Take for example the reaction between sodium carbonate, \(\text{Na}_2\text{CO}_3\), and water, \(\text{H}_2\text{O}\), to form ions:

• \(\text{Na}_2\text{CO}_3 + \text{H}_2\text{O} \longrightarrow 2\text{Na}^+ + \text{CO}_3^{2-} + 2\text{OH}^-\)

Here, the equation is balanced because there is an equal number of each type of atom on both sides of the equation: sodium, carbon, oxygen, and hydrogen.

Further, when magnesium ions \(\text{Mg}^{2+}\) react with hydroxide ions \(\text{OH}^-\) to form magnesium hydroxide, the equation is:

• \(\text{Mg}^{2+} + 2\text{OH}^- \longrightarrow \text{Mg(OH)}_2\downarrow\)

Notice the importance of the coefficients (such as the 2 in \(2\text{Na}^+\) and \(2\text{OH}^-\)), which ensure that the equation reflects the conservation of atoms.

Molar Concentration Conversion

Converting concentrations between different units is a critical skill in chemistry, especially when dealing with reactions in solution. Concentration describes how much solute is present in a given amount of solution.

In this exercise, we are given magnesium ion concentration in parts per million (ppm), a common measure for dilute solutions. To use it in stoichiometric calculations, we convert it to moles per liter (mol/L).

Here's how the conversion works:

• Magnesium's concentration in ppm is 25 ppm, equivalent to 25 mg/L, since 1 ppm equals 1 mg/L for water-based solutions.
• To convert mg to moles, use the molar mass of magnesium: \(\frac{25 \, \text{mg}}{24,305 \, \text{mg/mol}} \approx 0.00103 \, \text{mol/L}\).

This conversion allows us to proceed with calculations by comparing molar amounts, facilitating further chemical analysis.

Reaction Stoichiometry

Stoichiometry is the quantitative relationship between reactants and products in a chemical reaction. It involves calculating how much of each substance is involved before, during, and after a reaction.

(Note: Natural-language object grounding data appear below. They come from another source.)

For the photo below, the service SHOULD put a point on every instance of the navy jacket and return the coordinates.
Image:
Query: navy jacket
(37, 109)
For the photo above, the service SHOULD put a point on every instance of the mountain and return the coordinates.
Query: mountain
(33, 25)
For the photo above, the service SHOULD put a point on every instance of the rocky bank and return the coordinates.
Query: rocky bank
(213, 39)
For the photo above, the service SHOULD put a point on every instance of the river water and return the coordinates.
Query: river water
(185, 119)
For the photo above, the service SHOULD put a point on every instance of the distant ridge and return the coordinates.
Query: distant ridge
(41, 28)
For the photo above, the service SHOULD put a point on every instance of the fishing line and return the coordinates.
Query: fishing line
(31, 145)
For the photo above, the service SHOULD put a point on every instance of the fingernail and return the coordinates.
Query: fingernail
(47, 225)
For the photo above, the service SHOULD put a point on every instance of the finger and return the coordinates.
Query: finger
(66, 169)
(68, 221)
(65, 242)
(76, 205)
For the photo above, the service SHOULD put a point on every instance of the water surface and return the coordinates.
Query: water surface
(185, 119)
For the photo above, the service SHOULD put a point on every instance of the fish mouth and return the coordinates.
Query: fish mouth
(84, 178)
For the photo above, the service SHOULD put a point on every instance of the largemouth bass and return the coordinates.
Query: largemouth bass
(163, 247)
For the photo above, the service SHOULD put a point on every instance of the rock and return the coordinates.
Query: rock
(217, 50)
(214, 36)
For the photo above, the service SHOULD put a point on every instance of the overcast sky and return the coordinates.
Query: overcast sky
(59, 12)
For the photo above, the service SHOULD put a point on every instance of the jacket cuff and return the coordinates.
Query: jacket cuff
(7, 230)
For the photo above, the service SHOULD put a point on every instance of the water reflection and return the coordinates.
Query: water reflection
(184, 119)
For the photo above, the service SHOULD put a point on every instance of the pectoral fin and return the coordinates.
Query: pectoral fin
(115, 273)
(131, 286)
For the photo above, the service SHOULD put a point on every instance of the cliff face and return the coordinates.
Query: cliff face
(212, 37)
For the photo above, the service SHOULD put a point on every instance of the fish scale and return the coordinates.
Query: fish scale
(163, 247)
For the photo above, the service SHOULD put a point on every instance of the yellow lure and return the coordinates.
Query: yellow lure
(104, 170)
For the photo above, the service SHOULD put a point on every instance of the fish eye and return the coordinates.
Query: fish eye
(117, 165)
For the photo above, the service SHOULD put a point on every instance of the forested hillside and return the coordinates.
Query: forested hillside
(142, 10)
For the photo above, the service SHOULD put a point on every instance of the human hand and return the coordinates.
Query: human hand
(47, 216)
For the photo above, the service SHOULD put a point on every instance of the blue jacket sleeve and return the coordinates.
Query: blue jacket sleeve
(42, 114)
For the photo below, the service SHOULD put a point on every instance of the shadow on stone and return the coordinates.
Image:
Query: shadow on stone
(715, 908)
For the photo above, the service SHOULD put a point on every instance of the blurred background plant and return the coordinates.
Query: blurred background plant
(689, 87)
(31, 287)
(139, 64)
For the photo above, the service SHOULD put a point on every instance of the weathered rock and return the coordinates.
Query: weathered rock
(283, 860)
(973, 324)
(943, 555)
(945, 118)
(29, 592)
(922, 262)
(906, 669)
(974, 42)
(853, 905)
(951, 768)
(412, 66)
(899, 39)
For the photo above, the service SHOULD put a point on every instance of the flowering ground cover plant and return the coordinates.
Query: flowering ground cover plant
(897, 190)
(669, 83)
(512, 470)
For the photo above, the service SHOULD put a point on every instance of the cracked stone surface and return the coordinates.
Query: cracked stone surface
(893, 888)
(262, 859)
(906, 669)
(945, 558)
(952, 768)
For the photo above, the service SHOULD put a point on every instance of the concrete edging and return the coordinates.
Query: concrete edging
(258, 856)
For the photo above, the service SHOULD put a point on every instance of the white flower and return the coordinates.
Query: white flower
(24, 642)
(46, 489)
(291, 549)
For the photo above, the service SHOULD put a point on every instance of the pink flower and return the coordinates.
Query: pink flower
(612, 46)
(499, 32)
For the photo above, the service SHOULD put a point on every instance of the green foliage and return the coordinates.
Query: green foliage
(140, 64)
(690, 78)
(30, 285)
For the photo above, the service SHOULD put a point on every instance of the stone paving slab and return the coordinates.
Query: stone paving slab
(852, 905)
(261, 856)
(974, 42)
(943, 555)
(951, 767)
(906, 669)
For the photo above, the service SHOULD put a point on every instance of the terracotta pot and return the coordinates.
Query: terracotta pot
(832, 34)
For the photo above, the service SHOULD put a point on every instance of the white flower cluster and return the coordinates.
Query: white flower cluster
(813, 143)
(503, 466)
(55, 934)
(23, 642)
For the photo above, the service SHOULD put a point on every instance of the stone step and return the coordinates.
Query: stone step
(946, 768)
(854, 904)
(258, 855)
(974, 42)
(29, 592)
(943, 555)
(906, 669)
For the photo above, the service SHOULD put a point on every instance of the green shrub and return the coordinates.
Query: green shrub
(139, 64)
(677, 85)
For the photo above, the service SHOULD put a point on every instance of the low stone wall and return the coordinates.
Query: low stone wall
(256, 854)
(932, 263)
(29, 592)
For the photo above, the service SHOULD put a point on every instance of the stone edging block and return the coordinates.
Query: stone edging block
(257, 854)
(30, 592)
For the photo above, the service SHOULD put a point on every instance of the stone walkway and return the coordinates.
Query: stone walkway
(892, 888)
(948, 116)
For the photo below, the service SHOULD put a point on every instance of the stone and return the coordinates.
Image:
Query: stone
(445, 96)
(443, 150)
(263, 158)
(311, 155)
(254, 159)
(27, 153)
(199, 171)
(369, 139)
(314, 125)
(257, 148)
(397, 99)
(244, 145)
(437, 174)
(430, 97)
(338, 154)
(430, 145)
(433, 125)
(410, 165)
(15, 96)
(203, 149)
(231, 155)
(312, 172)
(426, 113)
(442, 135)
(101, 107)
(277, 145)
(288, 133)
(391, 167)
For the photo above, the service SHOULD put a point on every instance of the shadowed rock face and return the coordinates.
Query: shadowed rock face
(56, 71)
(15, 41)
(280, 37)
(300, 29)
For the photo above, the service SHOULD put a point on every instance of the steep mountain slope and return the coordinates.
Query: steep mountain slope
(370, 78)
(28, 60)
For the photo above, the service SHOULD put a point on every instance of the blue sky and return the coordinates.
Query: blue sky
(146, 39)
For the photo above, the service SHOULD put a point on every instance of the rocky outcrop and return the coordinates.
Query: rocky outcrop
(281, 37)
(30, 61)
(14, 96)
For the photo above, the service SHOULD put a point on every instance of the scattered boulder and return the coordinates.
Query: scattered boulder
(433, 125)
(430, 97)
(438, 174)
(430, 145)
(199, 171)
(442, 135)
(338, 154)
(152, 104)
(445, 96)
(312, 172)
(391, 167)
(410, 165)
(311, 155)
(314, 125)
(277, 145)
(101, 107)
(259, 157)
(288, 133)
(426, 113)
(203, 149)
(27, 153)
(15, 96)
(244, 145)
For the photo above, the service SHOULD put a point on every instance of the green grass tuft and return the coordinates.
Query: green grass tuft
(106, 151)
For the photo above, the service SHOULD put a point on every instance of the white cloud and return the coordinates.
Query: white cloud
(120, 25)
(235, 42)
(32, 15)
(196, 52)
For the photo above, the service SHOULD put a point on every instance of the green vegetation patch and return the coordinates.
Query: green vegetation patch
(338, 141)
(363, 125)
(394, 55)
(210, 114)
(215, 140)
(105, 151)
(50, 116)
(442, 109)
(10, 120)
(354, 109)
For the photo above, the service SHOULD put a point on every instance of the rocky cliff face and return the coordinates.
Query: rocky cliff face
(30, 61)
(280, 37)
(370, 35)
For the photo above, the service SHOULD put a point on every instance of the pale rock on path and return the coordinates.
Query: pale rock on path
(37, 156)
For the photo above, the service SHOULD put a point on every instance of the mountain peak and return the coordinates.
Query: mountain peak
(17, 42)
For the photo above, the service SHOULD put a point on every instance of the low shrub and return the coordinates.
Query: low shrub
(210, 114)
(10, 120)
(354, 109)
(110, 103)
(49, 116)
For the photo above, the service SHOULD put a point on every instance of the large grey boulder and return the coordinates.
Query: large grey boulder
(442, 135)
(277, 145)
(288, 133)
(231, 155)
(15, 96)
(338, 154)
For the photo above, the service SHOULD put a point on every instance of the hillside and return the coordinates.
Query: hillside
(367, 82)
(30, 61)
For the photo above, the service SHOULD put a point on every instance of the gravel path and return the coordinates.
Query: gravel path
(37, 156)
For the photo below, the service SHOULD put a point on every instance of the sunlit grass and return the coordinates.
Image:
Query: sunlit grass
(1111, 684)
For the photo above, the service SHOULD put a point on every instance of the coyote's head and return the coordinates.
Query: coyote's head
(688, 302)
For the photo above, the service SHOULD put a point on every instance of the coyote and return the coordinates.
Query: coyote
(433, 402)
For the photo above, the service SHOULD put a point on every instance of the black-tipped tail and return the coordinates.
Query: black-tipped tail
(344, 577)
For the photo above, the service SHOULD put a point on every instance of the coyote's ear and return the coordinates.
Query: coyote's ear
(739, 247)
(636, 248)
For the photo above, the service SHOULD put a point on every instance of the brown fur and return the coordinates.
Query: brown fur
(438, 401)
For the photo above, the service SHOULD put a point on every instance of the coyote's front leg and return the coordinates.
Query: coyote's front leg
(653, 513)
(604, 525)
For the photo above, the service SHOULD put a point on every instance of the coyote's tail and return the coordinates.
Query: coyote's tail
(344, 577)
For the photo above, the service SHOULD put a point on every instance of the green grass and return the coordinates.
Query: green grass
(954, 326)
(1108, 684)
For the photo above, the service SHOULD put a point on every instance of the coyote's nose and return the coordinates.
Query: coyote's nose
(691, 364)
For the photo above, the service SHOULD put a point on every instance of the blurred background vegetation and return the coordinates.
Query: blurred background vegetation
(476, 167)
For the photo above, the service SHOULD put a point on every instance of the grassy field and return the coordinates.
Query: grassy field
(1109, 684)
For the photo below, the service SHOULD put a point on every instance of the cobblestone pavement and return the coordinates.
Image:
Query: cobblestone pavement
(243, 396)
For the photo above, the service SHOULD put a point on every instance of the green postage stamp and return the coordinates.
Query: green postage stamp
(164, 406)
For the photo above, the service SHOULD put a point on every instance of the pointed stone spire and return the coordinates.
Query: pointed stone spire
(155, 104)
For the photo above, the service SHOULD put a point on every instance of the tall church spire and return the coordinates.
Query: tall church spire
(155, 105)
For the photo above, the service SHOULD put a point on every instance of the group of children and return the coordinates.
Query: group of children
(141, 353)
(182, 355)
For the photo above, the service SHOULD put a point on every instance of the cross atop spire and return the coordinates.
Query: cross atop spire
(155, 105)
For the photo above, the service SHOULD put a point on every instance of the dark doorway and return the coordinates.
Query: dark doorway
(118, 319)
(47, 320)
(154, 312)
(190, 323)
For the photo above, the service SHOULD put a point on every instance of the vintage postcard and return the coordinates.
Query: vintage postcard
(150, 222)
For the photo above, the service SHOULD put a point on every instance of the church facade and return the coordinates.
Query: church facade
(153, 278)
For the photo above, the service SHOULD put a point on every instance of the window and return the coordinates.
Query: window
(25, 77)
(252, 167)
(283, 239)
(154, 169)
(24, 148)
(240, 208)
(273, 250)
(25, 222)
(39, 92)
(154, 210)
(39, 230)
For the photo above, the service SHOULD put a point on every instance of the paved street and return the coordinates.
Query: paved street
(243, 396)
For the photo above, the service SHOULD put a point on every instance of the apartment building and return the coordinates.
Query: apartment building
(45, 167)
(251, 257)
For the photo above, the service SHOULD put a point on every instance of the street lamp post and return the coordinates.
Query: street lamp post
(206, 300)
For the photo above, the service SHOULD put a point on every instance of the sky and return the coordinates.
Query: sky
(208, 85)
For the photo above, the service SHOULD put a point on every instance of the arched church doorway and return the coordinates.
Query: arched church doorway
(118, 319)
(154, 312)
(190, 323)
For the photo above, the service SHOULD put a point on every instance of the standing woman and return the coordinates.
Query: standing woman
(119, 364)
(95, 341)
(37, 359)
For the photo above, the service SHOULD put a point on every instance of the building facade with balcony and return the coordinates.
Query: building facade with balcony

In this problem, we determine if magnesium hydroxide \(\text{Mg(OH)}_2\) will precipitate by comparing the number of moles of available \(\text{OH}^-\) ions (from \(\text{Na}_2\text{CO}_3\)) to the moles of \(\text{Mg}^{2+}\) ions.

• First, calculate the moles of \(\text{Na}_2\text{CO}_3\): \(2.0 \, \text{g} \times \frac{1 \, \text{mol}}{105.99 \, \text{g}} = 0.0189 \, \text{mol}\).
• Each mole of \(\text{Na}_2\text{CO}_3\) yields two moles of \(\text{OH}^-\) ions: \(0.0189 \, \text{mol} \times 2 = 0.0378 \, \text{mol OH}^-\).
• The reaction requires two \(\text{OH}^-\) ions per \(\text{Mg}^{2+}\) ion: \(0.00103 \, \text{mol Mg}^{2+} \times 2 = 0.00206 \, \text{mol OH}^-\).

Since we have more \(\text{OH}^-\) ions available (0.0378 mol) than needed (0.00206 mol), all the \(\text{Mg}^{2+}\) in solution will precipitate as \(\text{Mg(OH)}_2\).

Thus, stoichiometry helps predict the outcome of reactions by helping us calculate and ensure correct proportions of substances involved.